The Department of Veterans Affairs' long-term failure to provide timely health care to former members of America's military is intolerable.

But the widespread, systematic lying by VA officials and employees to hide that fundamental shortcoming is downright disgraceful.

And now an audit by the agency reveals that this appalling pattern of deceit has extended to Charleston's Ralph H. Johnson VA Medical Center.

As reported on our front page Thursday, nearly 40 percent of that facility's employees who were interviewed by VA investigators said they "were instructed to falsify appointment data."

That's roughly three times above the national average documented by the VA audit.

And as awful as such self-serving lies are, they reflect an even larger - and more reprehensible - lie to America's veterans.

Our military members rightly expect the government to fulfill its part of the deal by delivering quality health care to them while they're in - and after they leave - the armed forces.

The VA has rampantly violated that moral pledge. The agency, citing an internal investigation, conceded in June that 35 veterans died while waiting for care at the agency's Phoenix health care center.

That same month, the VA also admitted that more than 120,000 veterans across the nation had not gotten the care they were waiting for - and that officials at VA facilities routinely pressured staffers to fudge records to conceal those extended delays.
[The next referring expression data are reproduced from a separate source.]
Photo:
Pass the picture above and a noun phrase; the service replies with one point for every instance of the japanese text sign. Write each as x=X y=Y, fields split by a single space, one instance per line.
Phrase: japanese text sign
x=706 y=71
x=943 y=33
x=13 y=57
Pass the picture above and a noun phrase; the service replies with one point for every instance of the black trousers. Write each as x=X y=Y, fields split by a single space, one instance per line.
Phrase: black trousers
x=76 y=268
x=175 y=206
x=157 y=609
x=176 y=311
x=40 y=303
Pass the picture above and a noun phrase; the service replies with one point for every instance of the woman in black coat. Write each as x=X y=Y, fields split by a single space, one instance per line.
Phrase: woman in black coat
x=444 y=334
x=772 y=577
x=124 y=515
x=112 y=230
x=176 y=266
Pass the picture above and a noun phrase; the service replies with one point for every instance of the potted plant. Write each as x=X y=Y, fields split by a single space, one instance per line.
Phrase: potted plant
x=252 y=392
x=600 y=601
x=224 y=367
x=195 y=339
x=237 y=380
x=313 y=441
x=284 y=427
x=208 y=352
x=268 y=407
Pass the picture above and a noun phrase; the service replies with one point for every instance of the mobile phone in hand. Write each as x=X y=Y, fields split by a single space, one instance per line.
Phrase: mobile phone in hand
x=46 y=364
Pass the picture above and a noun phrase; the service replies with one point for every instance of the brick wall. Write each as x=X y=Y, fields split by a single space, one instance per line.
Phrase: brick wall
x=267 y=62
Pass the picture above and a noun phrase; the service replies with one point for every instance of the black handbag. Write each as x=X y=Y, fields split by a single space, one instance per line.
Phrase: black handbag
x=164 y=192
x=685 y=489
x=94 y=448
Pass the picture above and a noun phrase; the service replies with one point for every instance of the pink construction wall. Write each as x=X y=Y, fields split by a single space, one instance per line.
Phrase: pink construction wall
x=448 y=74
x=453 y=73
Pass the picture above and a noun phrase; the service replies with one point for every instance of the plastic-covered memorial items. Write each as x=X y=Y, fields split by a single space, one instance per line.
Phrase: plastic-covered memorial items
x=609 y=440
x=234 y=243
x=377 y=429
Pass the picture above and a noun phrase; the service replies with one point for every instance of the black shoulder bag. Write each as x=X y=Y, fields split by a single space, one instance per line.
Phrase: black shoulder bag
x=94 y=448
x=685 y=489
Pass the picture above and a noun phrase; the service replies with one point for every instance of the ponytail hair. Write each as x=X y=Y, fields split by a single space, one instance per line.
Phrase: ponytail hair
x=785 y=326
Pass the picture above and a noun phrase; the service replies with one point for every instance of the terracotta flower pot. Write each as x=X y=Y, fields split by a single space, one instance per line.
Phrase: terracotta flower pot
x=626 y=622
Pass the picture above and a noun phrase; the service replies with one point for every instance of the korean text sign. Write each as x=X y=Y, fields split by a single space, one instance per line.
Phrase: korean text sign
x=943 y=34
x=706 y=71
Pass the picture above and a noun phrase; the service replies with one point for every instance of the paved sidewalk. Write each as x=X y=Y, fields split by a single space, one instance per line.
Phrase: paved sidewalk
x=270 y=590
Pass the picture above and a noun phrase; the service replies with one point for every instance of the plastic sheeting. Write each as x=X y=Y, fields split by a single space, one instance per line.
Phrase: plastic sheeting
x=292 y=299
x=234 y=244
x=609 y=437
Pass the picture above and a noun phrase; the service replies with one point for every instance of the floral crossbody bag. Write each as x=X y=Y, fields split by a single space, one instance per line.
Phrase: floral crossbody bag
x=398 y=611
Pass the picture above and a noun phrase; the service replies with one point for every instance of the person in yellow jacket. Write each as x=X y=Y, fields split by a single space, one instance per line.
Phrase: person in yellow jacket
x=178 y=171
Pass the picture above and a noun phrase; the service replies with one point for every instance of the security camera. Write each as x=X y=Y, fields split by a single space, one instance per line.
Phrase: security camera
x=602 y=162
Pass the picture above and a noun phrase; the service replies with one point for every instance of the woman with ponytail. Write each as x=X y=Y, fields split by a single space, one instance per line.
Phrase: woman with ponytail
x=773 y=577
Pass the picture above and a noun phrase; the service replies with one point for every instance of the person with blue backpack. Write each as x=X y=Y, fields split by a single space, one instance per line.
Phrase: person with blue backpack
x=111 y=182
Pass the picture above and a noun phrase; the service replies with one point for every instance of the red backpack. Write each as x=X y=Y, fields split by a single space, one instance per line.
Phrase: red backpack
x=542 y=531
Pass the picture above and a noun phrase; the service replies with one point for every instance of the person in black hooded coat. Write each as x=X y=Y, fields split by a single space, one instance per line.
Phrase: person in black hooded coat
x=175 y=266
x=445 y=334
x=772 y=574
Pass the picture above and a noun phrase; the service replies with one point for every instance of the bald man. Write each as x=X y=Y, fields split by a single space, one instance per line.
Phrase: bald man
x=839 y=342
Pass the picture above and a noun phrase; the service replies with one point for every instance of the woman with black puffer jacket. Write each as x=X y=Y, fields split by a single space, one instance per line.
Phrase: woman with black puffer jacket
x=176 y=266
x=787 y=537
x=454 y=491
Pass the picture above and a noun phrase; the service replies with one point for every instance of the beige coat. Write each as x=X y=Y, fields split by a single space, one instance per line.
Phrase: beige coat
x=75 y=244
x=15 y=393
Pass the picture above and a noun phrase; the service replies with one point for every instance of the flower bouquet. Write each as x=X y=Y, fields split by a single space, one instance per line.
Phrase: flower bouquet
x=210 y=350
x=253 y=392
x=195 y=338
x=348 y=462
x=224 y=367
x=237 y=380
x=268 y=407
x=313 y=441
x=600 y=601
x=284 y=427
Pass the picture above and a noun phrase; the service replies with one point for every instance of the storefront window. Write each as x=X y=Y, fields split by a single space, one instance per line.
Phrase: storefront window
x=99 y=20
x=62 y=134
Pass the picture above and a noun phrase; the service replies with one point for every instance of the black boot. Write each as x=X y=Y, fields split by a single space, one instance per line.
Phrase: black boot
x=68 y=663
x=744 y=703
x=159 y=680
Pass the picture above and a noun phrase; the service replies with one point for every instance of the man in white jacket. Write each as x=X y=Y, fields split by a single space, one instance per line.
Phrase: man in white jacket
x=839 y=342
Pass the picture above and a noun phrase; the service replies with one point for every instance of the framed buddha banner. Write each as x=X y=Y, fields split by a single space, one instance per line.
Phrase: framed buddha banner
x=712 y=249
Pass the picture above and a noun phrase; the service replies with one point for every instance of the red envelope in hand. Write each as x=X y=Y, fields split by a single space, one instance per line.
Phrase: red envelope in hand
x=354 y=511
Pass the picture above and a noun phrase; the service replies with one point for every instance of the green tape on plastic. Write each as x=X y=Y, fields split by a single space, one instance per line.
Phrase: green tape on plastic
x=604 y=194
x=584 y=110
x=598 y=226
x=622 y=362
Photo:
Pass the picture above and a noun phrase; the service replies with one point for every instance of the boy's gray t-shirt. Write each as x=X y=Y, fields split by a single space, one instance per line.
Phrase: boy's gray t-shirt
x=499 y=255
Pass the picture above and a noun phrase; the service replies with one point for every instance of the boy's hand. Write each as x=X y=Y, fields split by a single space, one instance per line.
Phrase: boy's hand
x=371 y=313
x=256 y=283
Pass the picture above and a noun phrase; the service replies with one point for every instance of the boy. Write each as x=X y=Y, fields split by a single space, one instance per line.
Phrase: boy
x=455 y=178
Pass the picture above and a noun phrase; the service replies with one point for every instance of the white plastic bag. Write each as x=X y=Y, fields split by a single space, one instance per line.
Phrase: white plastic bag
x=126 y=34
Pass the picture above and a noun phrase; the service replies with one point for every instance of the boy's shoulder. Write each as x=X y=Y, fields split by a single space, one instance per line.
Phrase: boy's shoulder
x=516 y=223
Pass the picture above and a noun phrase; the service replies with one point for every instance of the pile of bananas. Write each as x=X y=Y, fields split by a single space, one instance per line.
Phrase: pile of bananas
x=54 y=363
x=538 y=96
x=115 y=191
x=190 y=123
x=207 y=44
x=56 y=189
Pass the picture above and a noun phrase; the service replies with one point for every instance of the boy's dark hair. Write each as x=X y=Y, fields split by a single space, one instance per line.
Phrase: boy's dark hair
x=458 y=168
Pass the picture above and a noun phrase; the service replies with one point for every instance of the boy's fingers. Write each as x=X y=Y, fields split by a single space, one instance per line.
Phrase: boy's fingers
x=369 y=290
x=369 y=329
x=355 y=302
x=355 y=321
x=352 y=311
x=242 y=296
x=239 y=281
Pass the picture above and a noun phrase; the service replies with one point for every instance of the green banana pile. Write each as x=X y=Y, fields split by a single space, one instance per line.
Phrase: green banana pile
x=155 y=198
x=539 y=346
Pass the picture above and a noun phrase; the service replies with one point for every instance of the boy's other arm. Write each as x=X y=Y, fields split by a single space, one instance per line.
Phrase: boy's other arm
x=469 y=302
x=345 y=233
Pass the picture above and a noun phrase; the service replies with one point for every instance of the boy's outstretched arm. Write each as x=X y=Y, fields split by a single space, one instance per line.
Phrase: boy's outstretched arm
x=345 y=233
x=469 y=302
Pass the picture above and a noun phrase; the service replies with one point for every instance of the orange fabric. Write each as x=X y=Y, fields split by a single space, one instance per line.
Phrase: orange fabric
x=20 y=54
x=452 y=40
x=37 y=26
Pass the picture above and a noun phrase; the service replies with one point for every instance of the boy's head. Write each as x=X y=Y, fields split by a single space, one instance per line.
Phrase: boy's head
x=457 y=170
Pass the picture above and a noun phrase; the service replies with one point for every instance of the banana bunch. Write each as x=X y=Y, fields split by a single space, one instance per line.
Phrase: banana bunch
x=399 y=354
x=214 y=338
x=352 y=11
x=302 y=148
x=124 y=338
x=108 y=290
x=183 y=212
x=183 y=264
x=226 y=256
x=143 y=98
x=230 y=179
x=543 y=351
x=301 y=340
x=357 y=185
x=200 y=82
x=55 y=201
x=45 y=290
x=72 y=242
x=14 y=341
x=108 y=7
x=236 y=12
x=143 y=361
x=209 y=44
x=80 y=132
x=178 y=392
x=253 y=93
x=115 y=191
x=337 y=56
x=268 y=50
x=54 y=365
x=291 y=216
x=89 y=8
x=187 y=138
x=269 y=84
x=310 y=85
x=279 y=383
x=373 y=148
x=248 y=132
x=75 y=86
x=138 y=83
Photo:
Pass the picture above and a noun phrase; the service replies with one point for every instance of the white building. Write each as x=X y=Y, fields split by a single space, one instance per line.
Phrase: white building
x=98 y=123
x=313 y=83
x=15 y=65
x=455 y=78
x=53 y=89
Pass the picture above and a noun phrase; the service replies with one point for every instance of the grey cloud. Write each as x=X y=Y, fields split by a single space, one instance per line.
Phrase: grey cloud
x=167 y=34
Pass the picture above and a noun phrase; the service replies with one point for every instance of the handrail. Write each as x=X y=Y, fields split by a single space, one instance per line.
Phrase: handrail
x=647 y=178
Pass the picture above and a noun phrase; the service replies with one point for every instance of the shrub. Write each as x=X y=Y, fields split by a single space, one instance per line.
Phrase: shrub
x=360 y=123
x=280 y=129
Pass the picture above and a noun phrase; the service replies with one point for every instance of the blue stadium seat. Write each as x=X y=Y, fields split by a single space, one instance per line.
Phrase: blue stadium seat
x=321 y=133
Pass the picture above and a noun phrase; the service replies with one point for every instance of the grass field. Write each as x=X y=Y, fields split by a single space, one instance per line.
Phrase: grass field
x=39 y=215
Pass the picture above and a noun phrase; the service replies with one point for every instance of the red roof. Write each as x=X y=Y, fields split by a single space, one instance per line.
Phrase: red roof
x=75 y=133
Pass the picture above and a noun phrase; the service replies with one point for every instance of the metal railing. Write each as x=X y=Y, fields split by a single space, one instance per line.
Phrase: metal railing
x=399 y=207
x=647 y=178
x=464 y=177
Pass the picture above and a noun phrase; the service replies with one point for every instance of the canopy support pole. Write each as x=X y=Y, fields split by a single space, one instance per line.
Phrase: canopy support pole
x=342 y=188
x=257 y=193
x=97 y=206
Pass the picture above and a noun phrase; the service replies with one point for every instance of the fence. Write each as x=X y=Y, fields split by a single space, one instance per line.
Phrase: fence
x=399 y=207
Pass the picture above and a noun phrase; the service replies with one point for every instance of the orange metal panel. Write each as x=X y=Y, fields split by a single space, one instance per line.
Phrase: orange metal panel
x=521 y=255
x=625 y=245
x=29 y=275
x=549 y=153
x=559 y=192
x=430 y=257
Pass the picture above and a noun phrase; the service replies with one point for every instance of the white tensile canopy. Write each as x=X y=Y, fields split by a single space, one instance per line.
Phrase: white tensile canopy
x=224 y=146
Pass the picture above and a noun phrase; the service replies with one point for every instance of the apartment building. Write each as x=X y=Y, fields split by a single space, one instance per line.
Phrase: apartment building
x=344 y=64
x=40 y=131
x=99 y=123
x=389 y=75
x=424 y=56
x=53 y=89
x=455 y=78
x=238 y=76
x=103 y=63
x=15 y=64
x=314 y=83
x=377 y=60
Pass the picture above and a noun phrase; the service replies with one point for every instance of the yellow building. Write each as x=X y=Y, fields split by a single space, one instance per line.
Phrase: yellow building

Solving a problem usually requires first accurately identifying it. But by covering up its care-delivery problems, far too many people at the VA further postponed the long-overdue fixing process.

Congress did agree this week to provide $16.3 billion in emergency VA funding before leaving for its August recess.

Yet money alone won't cure all that's ailing the VA. The agency's budget has soared from $45 billion in 2000 to more than $153 billion this year.

Much of that increase, of course, was necessitated by the grim casualty numbers from U.S. military missions in Iraq and Afghanistan.

So if more funding is needed to properly serve our veterans, Congress must provide it.

But West Point graduate Bob McDonald, who was unanimously confirmed by the Senate as the new VA secretary Tuesday, clearly has to clean house.

Those who directed - and carried out - the big lie that obscured the VA's shameful neglect of its duty must be held accountable. That includes those who did so at the Ralph H. Johnson VA Medical Center.

And those who have honorably served in our nation's military must receive the good - and timely - health care they were promised.